Philip and Julia move into her apartment and she persuades him to be patient and wait to be able move into a better place as they will have to manage on his income alone for now.

Jerry regrets his actions and tries to make up for them by offering Philip some work to handle Jerry's investments. Philip has ambition and feels that he now has the means to give Julia a better living standard. Philip persuades Monty (another rich man) to invest in silk even after they have both been warned against it by Jerry.

A year later, Julia invites Jerry to her first anniversary party in her and Philip's up-market apartment. Jerry immediately falls for her again and kisses her. Monty tells Philip that their investment in silk has failed; Philip makes a scene, and admits to Julia that he'd been embezzling money from Jerry and other investors. Julia asks Jerry for money to keep Philip out of jail, which he provides, but after an angry row in which Philip accuses Julia of selling herself for the money, she leaves him. Philip goes to Jerry's home, expecting to find Julia there; when he doesn't, he tries to leave but trips and shoots Jerry. Jerry tells Philip to give him the gun and leave. Julia is apprehended by police on the train to Washington, D.C. Philip tells them that Julia shot Jerry.

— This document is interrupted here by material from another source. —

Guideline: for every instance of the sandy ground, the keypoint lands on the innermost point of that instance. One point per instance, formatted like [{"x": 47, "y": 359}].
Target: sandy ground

When Julia and Philip are alone, Philip confesses to Julia, and his confession is recorded by the police. However, Jerry states in his testimony that the shooting was accidental, and Philip is acquitted. When he and Julia arrive home, she has already packed her things, having decided to leave him. Jerry arrives to help Julia, and they leave together, talking about taking a trip to France.

==Cast==
- Claudette Colbert as Julia Traynor
- Fredric March as Jerry Stafford
- Monroe Owsley as Philip Craig
- Charles Ruggles as Monty Dunn
- Ginger Rogers as Doris Brown
- Avonne Taylor as Maybelle Worthington
- Pat J. O'Brien as Conroy
- Janet McLeary as Margaret Newton
- Ralph Morgan as Riggs
- Leonard Carey as Forbes, Butler
- Winifred Harris as Party Guest
- Charles Halton as Wilkes
- Granville Bates as Clark
- Charles Trowbridge as Cunningham (uncredited)

==Production==
Ginger Rogers was cast after director Dorothy Arzner saw her performance in George and Ira Gershwin's Broadway musical Girl Crazy.